Day after day, I watch the sun rise. Light glitters on the clear crystal surf as well as the smoky quartz Tallow lagoon. These different water jewels crown two parks, Arakwal and Cape Byron. The western/Aboriginal co-management efforts are first on the new IUCN Green List as models of a ‘just world that values and conserves nature’. Yes, in Byron Bay’s own ‘backyard’. I wonder how far we can go with this model across our town and rural zones.

For starters, we could name the nature and its special qualities that matter here. Rehabilitated beach vegetation extends from Broken Head to Tyagarah. From Clarkes to the Main Beach, the old mining sites were stabilised, replacement dunes planted and a wildlife corridor is maturing. That’s volunteer work over the last fifteen years by the Green and Clean Awareness Team (GCAT).

Voluntary collectives are powerful. In Pacific Northwest USA, rescuing salmon rivers often leads to civic and legal battles between farmers, fishers and urbanites. But residents in one catchment voluntarily formed the Deer Creek Conservancy and set in place rehabilitation to a standard better than the minimum set by legislation.

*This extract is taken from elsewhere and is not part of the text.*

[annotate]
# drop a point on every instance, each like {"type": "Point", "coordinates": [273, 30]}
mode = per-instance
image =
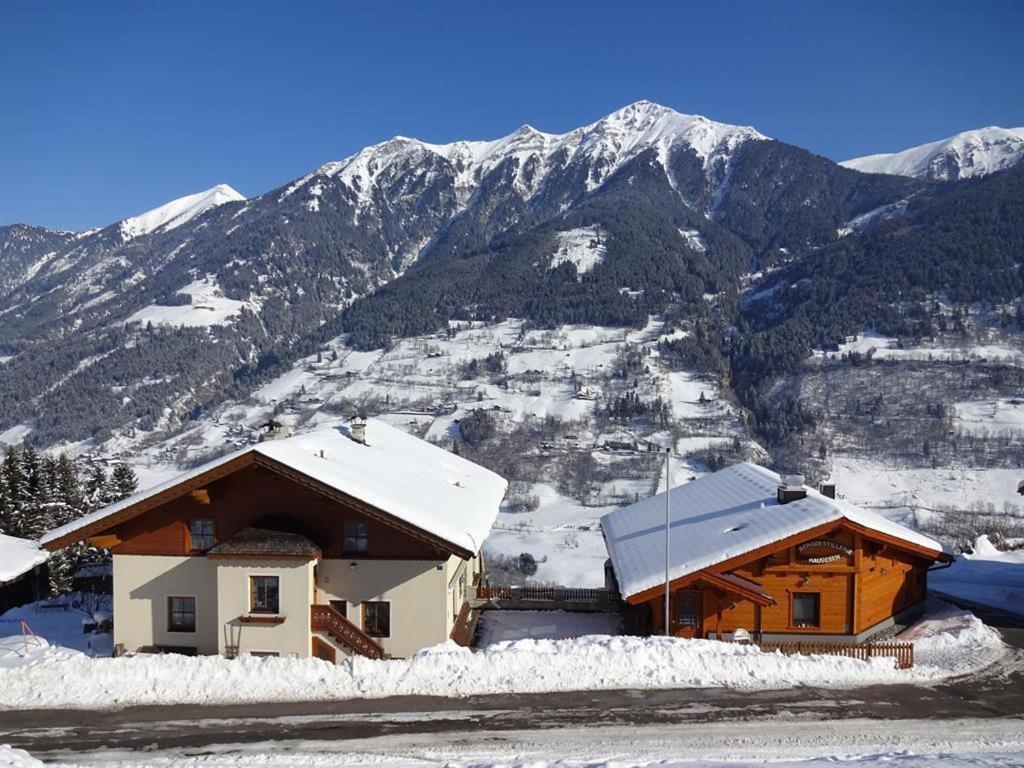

The beachfront towards the Belongil is missing out on that kind of collective care. The history is a mix of sand mining, real estate and hard coastal engineering dating from the 1950s. The legacy is accelerated erosion and alarm. The future?

Cooperative voluntary action may still hold the key. Perhaps groups such as Byron Preservation Association and Positive Change For Marine Life could meet with GCAT, staff of Cape Byron Marine Park and Byron Council and concerned residents.

Up-to-date ‘soft’ coastal engineering works from inside fifty-year community-based pIans. Sometimes, such plans rely on rehabilitating vegetation, actually sprouting out of sandbags. If sand is forever blocking the Belongil, maybe there still are clever ways to encourage it to linger in niches.

But maybe not. Wise plans include rescue measures for human communities to recycle changed coastal places.

Creating such a plan calls for innovative voluntary action. The changing beachfront is connected to another smoky quartz waterway. Naming it is important because the Belongil is not an estuary or river but an intermittently open and closed lagoon or lake (ICOLL).

In all the world, SE Queensland and New South Wales coast is unique for having so many of these temperamental places. They support wetlands and floodplains far inland. For over a century, local drain trusts have coaxed swamps to be western farmlands. This hasn’t always worked well. Sometimes real estate development becomes the next option. Built infrastructure designed for dry flatlands doesn’t quite work either.

Perhaps the Union Drain Trust can join the collective, along with the Arakwal Corporation and other residents groups in and around town. Parts of wetlands and floodplains supported by Belongil and Tallow ICOLLs already double as our uneasy homes and livelihoods. Expansion is a dream but these waterways are limits, forcing major re-evaluation.

But people have lived in these ICOLL spaces since the coast stabilised about 10,000 years ago. They worked from the template of a much older culture.

Bruce Pascoe summarises many references from early European accounts of Aboriginal coastal living. The intricate fish traps, weirs and dams. The carefully developed mosaics of edible bulrush, rice, yam and other food and grain crops. Land management supporting koalas, wallabies and other game.

He adds, ‘Australians remain strangely impervious to that knowledge.’

The ICOLL systems were the infrastructure of what ethnobotanist Gary Nabhan calls ‘place-based food traditions’. Changing shores and water levels drove cycles of different plant and animal harvests. Globally, coastal examples range from rice/fish ponds of old China to taro/fish ponds of indigenous Hawaii. Everywhere, people are redeveloping these as food security in face of changing sea levels and climate.

By accurately naming the nature around us, we reveal not so much problems but opportunities. Conserving nature here calls for a collective using Aboriginal and western skills.

Inspired by co-management and voluntary action, maybe we could design a way to value erosion and flooding. Could we incorporate these into larger cycles featuring place-based foods? This could be a new day on the Bundjalung coast of Australia.